# Reduced oscillation on higher altitudes

1. Apr 21, 2015

### Calpalned

1. The problem statement, all variables and given/known data
If a simple pendulum is taken from sea level to the top of a high mountain and started at the same angle of five degrees, it would oscillate at the top of the mountain
a) slightly slower
b) slightly faster
c) at exactly the same frequency
d) not at all - it would stop
e) none of the above

2. Relevant equations
Period = $T = 2 \pi \sqrt {\frac{l}{g}}$

3. The attempt at a solution
The correct answer is (a). Does this have to do with gravity being less on the mountain?
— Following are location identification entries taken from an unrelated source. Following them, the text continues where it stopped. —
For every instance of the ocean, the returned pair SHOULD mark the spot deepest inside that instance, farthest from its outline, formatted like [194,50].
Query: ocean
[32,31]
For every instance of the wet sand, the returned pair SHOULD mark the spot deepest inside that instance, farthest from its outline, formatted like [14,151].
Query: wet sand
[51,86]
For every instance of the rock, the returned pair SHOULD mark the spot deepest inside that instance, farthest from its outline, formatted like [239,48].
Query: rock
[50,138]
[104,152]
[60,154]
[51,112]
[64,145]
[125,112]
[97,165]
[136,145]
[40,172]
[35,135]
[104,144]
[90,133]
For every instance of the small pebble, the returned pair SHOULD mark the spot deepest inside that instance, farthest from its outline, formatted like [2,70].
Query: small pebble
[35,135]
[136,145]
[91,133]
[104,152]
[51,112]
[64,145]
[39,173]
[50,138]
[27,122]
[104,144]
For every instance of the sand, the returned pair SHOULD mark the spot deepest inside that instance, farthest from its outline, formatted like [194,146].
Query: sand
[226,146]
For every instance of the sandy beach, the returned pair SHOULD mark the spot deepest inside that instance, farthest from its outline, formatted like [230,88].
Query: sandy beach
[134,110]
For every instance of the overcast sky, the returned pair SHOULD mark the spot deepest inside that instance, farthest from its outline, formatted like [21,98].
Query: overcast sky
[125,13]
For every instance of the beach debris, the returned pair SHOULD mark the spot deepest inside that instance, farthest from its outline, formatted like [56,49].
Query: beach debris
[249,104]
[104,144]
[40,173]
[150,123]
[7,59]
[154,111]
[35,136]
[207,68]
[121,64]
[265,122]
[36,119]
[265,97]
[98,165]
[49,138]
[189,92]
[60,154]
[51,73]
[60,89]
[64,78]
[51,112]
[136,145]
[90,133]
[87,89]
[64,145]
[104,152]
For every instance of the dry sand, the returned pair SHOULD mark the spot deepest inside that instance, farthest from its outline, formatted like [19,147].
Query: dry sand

If gravity were reduced, force (and in turn acceleration) would be reduced, which indicates a slower velocity. But period, according to the equation above, doesn't depend on mass...
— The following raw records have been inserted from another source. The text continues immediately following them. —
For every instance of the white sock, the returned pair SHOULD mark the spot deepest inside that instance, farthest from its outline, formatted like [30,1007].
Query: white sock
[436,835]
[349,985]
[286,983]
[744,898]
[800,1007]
Thank you all for clearing my confusion up.

2. Apr 21, 2015

### SammyS

Staff Emeritus
Mass doesn't depend upon gravity either.

3. Apr 21, 2015

### Calpalned

If that's the case, then why does the pendulum oscillate slower?

4. Apr 21, 2015

### SammyS

Staff Emeritus
Weight does depend upon gravity. Mass doesn't.

5. Apr 22, 2015

### rude man

What is g on the mountaintop compared to sea level?

6. Apr 22, 2015

### Calpalned

g (gravity) is less. But SammyS said that "mass doesn't depend on gravity". So does gravity matter or not?

7. Apr 22, 2015

### CWatters

He's right. The mass of an object doesn't depend on gravity. A man has the same mass on the moon as on earth.

Look carefully at the equation. It contains a term for g but not m.